石墨烯基超级电容器研究进展

doi:10.3969/j.issn.2095-4239.2014.01.001

摘要/Abstract

摘要： 超级电容器是最具应用前景的电化学储能技术之一.目前,超级电容器的研究重点是提高能量密度和功率密度,发展具有高比表面积,电导率和结构稳定性的电极材料是关键.石墨烯因具有比表面积大,电子导电性高,力学性能好的特点而成为理想的电容材料,但石墨烯的理论容量不高,在石墨烯基电极制备过程中容易发生堆叠现象,导致材料比表面积和离子电导率下降.因此,发展合适的制备方法,对石墨烯进行修饰或与其他材料形成复合电极材料是一种有效解决途径.本文对石墨烯基电极及其在双电层电容器,法拉第准电容器和混合型超级电容器中的应用的研究进展进行归纳,重点介绍了石墨烯凝胶薄膜电极的制备过程,以促进石墨烯基电极在超级电容器构筑中应用.

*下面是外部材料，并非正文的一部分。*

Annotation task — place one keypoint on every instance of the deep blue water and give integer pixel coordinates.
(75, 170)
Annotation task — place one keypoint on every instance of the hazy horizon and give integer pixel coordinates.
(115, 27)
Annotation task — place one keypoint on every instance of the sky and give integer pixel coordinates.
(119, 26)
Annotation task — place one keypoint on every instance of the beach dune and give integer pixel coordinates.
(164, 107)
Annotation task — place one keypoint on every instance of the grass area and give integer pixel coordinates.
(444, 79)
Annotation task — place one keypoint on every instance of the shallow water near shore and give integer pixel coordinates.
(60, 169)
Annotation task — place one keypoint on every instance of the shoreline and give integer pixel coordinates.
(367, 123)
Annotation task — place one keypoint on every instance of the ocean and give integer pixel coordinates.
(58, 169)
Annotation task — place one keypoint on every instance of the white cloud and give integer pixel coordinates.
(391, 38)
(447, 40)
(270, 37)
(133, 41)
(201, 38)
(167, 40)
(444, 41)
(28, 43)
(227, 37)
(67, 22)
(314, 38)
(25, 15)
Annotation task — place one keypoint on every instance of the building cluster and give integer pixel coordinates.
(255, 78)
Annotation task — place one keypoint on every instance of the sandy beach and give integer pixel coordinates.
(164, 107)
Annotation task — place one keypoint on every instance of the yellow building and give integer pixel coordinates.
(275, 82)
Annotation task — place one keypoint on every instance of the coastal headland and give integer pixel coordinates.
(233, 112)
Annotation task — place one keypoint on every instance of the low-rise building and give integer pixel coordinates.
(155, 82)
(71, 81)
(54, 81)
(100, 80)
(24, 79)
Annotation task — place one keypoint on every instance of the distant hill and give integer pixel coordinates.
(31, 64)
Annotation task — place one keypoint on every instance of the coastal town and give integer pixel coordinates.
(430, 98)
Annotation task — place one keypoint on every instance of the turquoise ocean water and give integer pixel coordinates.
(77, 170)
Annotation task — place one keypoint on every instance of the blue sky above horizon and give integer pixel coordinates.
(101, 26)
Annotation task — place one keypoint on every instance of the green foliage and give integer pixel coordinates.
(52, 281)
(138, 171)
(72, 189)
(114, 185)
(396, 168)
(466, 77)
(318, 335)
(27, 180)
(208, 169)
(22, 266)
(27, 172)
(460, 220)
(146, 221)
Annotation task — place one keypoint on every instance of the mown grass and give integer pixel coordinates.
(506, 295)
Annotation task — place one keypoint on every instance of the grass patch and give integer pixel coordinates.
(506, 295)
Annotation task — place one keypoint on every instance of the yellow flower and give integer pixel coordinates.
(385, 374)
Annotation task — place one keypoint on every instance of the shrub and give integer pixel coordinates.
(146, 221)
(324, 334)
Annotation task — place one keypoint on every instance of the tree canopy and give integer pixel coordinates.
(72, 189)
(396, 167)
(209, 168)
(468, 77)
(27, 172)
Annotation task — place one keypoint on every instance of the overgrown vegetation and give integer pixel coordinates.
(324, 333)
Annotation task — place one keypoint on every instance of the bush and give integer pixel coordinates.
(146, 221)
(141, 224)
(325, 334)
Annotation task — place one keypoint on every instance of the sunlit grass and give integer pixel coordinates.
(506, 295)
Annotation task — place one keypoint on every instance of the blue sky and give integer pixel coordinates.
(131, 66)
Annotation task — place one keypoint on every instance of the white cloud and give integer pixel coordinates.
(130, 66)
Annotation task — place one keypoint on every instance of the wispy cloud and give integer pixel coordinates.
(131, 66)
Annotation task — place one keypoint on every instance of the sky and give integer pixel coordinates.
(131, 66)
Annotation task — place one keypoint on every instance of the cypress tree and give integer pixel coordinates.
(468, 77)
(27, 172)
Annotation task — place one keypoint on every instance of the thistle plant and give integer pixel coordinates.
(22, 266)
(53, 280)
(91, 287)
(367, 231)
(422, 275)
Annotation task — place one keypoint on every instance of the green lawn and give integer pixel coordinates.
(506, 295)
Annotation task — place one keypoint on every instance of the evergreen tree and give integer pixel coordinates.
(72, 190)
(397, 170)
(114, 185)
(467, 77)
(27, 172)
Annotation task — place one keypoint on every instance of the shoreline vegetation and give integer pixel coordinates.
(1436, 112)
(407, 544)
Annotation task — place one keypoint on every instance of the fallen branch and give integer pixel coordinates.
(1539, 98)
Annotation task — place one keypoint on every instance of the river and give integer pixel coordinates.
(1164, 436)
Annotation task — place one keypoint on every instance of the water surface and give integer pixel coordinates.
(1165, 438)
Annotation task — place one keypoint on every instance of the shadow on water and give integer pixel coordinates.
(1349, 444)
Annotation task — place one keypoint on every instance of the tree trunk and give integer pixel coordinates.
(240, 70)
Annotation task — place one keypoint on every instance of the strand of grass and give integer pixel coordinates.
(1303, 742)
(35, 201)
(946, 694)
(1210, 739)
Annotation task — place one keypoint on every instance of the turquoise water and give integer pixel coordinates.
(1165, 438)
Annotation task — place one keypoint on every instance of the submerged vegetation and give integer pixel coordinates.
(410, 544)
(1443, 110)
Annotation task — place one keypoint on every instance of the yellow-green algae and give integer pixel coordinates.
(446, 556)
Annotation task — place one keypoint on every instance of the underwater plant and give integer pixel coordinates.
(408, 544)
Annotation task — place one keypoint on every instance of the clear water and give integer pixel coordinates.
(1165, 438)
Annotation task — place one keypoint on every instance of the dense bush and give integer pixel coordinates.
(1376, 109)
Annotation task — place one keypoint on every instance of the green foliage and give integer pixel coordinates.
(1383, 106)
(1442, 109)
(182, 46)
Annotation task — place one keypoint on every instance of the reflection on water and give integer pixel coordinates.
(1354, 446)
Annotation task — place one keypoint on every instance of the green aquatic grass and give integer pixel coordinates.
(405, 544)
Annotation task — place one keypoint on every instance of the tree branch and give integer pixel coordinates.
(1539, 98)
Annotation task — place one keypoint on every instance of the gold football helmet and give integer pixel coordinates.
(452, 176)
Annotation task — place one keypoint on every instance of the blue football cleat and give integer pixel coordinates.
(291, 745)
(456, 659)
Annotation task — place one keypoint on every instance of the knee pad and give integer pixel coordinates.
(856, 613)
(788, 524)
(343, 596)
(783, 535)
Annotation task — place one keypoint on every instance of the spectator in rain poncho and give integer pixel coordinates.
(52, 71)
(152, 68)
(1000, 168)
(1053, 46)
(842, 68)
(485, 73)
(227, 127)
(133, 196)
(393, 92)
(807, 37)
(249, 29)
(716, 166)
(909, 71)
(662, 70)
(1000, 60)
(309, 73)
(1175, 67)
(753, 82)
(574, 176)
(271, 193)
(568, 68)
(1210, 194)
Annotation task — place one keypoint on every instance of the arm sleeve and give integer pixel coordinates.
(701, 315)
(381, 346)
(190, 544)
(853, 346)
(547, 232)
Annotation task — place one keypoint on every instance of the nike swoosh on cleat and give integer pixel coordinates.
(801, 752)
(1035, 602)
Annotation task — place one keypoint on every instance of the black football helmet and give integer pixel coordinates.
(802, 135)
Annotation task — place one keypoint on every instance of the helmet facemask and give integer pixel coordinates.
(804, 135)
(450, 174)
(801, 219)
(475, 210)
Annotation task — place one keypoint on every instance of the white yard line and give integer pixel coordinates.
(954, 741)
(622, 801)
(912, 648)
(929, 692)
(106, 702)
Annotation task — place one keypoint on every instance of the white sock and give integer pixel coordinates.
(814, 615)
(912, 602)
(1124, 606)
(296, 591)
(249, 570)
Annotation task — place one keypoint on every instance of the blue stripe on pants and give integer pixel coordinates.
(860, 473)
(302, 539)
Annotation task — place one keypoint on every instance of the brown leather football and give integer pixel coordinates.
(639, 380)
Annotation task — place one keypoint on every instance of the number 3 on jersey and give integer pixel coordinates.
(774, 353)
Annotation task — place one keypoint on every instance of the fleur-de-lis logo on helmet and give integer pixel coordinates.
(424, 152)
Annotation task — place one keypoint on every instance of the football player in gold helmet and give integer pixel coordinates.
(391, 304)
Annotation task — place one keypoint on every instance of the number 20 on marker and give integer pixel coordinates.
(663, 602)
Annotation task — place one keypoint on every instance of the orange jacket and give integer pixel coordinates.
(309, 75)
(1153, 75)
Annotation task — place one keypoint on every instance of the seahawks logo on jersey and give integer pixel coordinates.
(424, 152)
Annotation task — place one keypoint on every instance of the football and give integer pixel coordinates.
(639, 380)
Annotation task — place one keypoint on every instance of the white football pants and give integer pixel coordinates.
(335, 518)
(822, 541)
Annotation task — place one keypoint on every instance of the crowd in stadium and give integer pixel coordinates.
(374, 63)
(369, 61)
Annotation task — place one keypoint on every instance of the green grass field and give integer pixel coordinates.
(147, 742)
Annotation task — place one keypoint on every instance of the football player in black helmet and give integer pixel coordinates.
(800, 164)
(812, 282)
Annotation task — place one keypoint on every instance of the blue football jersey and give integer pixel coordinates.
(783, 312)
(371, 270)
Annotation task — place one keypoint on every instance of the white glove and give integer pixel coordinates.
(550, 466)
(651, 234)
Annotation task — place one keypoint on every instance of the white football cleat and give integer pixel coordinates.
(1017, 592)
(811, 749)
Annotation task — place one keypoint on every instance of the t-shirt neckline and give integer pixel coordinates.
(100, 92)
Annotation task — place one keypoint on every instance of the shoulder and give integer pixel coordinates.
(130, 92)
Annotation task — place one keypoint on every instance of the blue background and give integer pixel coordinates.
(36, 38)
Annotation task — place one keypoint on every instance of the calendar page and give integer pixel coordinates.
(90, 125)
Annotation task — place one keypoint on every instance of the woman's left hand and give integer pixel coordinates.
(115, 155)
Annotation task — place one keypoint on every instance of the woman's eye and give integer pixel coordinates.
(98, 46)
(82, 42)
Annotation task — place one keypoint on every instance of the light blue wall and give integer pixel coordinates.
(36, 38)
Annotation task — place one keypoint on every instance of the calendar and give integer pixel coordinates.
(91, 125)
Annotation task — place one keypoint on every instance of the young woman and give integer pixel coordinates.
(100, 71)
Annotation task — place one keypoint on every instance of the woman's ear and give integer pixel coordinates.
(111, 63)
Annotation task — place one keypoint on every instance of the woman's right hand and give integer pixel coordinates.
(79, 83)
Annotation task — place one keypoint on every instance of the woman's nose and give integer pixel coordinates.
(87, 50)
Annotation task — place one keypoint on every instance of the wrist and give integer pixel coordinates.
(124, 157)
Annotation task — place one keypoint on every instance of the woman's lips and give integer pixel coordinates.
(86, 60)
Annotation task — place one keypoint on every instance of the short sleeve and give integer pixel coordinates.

关键词: 石墨烯, 超级电容器, 导电聚合物, 金属氧化物, 能量密度, 功率密度

Abstract: As one of the most promising type of energy storage devices, supercapacitors have attracted a great attention in recent years. Current focuses of research lie in the development of approaches to increase energy density and power density through increasing specific surface area, electrical conductivity and structural stability of capacitor materials. Graphene provides an ideal candidate capacitor material due toits large surface area, outstanding electrical conductivity and mechanical properties.However, restacking of graphene particles often occurs during fabrication processes, which reduces the actual specific surface area and ion conductivity. Keys to resolve this issue include the development of an appropriate fabrication method of graphene, modification of graphene surface with functional groups and formulation of graphene-based composite materials. This paper reports our recent work on graphene-based electrodes and their applications in electric double layer capacitors, pseudo- capacitors and asymmetric supercapacitors. Specific attention is paid to the fabrication of graphene gel film electrodes.

Key words: graphene, supercapacitor, conducting polymer, metallic oxide, energy density, power density

中图分类号:

TM53

杨德志, 沈佳妮, 杨晓伟, 马紫峰. 石墨烯基超级电容器研究进展[J]. 储能科学与技术, 2014, 3(1): 1-8.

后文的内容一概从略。